End Israel’s system of economic apartheid in Palestine


Often overlooked, Israel's intentional system of economically fragmenting and dispossessing Palestinians is an essential part of its plan to ethnically cleanse the land and deny Palestinian liberation.

File Photo: A Palestinian woman walks past a Western Union office in Gaza City in 2011.

writes in Mondoweiss

When the International Court of Justice ruled on July 19 that Israel’s policies and practices in the Occupied Palestinian Territories were unlawful, “tantamount to the crime of apartheid” according to the president of the Court, it was a vindication for Palestinians, their allies, and human rights organizations who have been saying the same for decades. For 75 years, Israel’s theft of Palestinian land, its illegal settlement enterprise, and the systemic discrimination against Palestinian citizens of Israel have all contributed to the more extensive apartheid system. Still, they do not constitute Israel’s entire plan to ethnically cleanse the land and deny any form of Palestinian liberation. Too often, the intentional system that economically fragments and dispossesses Palestinians is overlooked.

This system imposes economic restrictions on Palestinians, marginalizing them and strippingaway their economic agency while inhibiting their ability to receive aid, participate in the global economy, and access financial services. It manifests through the manufactured necessity of aid, legal frameworks that criminalize direct and mutual aid, and obstructive, discriminatory policies from private and governmental entities. When placed in this context, there is one clear way to describe this system of financial exclusion and institutional sabotage – financial apartheid.

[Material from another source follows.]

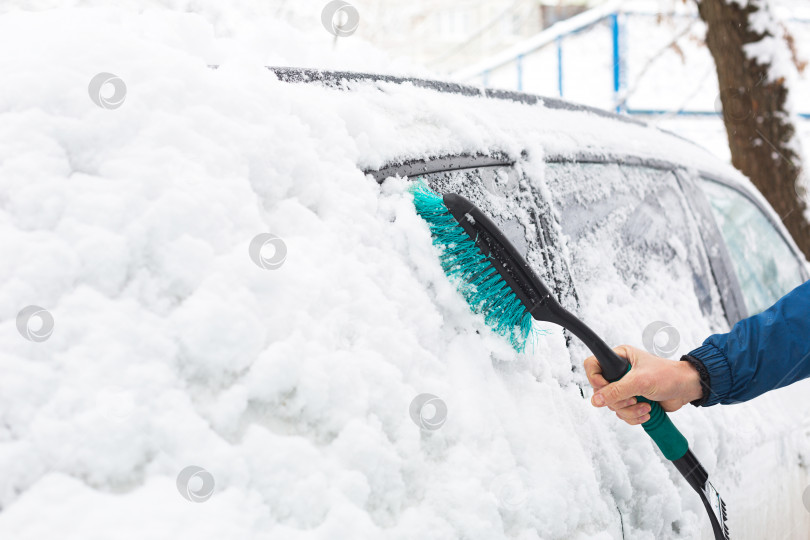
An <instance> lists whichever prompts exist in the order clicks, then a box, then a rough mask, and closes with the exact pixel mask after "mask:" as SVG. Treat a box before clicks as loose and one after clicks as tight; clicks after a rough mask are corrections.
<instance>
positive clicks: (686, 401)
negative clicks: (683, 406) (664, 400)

It is nearly impossible for development and rehabilitation to occur against the backdrop of sustained, engineered political and economic destabilization; a fact which precedes October 7 but has stood out in stark relief since. By refusing to provide Palestinians the support required from occupying powers under international humanitarian law and actively obstructing any means to support themselves, the Israeli state has de facto required international actors to fulfill the needs of Palestinians living under occupation. The current crisis in Gaza is not the source of this engineered reliance, and any claim that it is belies Israel’s 17 year Israeli siege and blockade of Gaza (itself a form of economic warfare against Palestinians) which devastated the Strip’s economy. Rather, it has exacerbated this manufactured necessity and underscored how it contributes to the economic marginalization of Palestinians.